At least in terms of getting the best of the deal.
Think it through, if we know what we want, understand the risks, and are able to balance them against offsetting rewards or mitigation factors - what sense is there in delay?
On the other hand, when we don't know what we want (or, worse, a committee is trying to figure that out), don't know the risks, and need to think all of the offsets and mitigating factors through each time - delay is our friend.
The sad thing about this is that it is really the same terms being negotiated each time. The IACCM's top 10 most negotiated terms list remains about the same every year. As that is the case, your company has seen the most frequent challenges to your indemnification provision. You've heard all of the variables about Payment, and there are only so many business variables that surround most of your sales-side deals...

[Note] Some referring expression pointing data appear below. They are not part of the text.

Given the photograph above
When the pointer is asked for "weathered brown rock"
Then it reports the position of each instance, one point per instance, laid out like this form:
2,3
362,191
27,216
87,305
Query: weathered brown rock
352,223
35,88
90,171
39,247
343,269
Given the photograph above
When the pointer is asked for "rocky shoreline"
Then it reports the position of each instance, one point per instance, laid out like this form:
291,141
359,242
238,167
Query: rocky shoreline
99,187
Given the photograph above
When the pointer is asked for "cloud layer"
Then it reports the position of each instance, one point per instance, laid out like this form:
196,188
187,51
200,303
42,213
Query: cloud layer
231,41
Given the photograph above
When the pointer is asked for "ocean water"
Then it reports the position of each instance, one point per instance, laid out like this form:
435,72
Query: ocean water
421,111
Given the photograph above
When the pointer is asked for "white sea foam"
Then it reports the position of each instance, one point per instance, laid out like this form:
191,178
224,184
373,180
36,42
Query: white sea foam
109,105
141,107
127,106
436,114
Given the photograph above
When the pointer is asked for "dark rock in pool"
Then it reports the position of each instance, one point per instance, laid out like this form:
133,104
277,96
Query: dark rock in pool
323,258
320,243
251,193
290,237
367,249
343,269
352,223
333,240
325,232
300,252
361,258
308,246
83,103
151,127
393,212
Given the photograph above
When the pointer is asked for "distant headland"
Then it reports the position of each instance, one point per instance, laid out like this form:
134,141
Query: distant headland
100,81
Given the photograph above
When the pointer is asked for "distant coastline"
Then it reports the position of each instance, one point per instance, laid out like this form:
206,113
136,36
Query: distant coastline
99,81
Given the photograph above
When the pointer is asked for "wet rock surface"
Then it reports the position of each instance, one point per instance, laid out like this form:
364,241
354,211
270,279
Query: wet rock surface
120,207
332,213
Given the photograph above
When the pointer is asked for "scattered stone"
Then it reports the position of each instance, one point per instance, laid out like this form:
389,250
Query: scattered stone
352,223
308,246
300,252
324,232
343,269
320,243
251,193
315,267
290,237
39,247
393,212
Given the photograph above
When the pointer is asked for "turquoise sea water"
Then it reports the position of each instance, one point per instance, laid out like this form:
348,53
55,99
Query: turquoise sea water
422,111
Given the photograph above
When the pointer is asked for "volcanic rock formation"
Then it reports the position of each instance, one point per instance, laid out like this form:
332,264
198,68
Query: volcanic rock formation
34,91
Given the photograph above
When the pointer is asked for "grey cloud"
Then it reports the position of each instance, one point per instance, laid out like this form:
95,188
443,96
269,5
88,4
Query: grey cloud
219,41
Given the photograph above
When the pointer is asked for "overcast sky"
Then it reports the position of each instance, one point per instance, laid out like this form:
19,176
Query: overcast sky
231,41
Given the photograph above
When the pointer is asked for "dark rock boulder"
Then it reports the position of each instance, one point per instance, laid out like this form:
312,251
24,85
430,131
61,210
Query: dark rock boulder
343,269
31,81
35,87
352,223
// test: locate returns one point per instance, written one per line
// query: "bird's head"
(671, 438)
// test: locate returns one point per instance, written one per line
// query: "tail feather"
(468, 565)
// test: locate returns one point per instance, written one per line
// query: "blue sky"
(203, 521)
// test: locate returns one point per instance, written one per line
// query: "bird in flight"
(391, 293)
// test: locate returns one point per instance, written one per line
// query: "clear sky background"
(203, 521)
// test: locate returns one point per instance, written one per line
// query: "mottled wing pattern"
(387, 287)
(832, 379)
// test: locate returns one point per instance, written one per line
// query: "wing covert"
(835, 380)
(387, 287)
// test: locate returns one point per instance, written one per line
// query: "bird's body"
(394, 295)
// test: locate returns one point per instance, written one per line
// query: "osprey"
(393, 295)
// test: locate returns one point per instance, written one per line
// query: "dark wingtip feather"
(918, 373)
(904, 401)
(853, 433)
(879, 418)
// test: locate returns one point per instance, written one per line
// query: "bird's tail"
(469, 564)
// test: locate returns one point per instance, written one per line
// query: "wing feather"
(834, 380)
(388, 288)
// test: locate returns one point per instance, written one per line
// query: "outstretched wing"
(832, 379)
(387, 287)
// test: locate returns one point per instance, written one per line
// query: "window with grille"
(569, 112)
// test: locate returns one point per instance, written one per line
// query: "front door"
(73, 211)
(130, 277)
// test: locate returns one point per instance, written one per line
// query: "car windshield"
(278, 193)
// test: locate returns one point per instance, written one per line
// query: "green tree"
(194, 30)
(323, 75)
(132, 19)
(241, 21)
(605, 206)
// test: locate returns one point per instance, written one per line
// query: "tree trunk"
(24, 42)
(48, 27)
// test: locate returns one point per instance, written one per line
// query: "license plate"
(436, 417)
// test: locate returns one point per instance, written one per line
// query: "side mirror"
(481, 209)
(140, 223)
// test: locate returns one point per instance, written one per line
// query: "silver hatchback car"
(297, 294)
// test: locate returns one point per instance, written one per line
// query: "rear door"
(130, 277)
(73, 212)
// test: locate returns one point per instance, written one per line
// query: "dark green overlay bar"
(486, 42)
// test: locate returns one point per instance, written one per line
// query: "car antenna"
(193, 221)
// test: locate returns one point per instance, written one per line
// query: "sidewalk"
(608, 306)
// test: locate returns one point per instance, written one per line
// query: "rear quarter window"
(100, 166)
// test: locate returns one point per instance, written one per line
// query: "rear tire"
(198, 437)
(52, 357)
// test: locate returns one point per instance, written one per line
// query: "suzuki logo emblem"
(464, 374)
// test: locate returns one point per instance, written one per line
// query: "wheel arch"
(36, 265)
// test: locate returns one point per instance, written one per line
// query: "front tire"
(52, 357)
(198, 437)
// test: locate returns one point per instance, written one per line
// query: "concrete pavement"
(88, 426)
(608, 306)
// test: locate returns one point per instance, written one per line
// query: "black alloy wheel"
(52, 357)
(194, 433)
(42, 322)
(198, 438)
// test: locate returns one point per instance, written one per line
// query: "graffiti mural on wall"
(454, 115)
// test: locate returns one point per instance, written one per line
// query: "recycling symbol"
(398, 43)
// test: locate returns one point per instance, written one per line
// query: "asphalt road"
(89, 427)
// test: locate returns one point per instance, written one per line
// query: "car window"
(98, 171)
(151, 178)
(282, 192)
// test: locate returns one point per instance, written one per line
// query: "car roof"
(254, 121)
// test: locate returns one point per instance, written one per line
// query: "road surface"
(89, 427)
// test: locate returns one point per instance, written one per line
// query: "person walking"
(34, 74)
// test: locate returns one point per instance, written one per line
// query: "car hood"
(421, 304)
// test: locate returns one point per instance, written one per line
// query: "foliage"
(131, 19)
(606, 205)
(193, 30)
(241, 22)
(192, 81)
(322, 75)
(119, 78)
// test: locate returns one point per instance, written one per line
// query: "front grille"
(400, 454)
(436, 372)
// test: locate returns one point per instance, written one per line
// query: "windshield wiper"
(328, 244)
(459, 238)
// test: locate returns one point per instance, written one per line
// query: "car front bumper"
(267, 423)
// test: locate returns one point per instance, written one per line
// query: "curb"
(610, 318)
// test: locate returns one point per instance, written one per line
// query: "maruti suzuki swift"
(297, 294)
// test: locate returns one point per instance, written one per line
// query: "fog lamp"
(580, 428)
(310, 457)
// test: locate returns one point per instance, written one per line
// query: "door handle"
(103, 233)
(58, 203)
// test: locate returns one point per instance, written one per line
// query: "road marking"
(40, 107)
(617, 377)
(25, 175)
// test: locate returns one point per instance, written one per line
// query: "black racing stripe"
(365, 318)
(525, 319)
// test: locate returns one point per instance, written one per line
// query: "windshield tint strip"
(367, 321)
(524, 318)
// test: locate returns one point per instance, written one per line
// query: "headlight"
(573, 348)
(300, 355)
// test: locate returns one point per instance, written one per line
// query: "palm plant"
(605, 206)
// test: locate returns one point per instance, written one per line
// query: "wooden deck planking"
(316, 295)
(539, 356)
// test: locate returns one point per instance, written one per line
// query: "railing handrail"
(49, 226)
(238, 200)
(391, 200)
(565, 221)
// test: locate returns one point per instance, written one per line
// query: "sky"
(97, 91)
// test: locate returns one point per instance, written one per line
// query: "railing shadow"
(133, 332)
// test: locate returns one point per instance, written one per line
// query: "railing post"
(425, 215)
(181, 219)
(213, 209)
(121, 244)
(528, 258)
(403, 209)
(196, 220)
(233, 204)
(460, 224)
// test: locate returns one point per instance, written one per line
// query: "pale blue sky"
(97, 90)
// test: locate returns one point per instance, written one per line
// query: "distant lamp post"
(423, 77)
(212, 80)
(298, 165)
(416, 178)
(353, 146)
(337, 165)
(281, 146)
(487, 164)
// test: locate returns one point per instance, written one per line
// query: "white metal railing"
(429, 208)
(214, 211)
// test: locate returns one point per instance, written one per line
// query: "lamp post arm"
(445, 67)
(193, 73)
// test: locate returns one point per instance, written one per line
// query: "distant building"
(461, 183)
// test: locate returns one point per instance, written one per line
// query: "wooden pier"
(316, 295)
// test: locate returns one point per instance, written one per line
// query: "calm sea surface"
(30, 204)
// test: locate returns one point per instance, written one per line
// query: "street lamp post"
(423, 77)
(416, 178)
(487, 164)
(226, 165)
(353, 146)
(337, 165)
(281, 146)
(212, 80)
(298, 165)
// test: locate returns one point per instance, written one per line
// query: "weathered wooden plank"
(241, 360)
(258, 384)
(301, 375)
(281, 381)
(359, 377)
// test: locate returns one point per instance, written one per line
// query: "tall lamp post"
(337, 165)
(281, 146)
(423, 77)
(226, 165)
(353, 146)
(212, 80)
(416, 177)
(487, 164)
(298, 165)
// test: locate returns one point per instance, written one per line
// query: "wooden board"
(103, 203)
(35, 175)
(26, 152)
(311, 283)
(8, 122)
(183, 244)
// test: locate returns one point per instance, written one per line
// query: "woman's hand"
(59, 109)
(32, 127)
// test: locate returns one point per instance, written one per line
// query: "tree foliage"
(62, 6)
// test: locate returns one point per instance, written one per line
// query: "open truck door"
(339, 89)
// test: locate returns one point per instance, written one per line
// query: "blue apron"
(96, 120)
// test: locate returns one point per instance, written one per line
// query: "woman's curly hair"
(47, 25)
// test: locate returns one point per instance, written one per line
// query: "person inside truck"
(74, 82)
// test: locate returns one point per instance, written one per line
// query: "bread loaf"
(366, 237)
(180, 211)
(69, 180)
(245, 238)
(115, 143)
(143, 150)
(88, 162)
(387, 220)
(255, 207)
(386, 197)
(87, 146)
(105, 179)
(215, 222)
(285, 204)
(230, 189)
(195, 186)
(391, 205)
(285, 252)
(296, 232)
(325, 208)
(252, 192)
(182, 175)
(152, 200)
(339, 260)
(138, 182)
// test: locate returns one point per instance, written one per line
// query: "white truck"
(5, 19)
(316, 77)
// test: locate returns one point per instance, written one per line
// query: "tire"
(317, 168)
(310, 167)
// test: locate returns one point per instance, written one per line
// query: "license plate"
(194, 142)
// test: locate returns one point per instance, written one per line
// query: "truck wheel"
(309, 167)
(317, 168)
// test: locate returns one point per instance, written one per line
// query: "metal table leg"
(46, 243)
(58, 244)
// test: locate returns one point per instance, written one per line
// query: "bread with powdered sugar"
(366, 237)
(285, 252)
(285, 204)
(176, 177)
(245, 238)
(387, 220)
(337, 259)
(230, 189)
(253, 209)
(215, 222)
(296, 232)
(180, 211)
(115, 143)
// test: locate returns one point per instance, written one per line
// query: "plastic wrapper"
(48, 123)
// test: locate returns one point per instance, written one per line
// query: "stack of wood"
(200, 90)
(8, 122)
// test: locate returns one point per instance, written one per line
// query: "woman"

Face it, there really are only so many ways to intelligently re-draft the ownership of IP resulting from a services deal.
So why does increasing deal complexity bedevil most contracts organizations?
- Poor documentation - we don't know what the primary and all allowable fallbacks are because there is no really easy way to look them up.
- Poor metrics - how often does fallback #7 work? If you don't know, you aren't managing your terms, they are managing you.
- Poor communication - with the average tenure in the profession over 8 years, many contracts people see no need to talk to their peers. This can be disastrous in widely scattered companies where hallway conversations between contracts & sourcing staff are extremely rare.
- Pressure to accelerate in the absence of the above...
The last one is most damning. We've all fallen prey to the TAT metric inside contracts groups. "If we turn it faster, they will love us." This can be a fool's errand unless the tools (and more importantly the desire) exists to understand each deal individually, as well as how they fit into the portfolio of all deals.
Accelerating once you have 80%+ of the variables understood is easy. Until then, you aren't accelerating, you are cutting corners and calling it efficiency.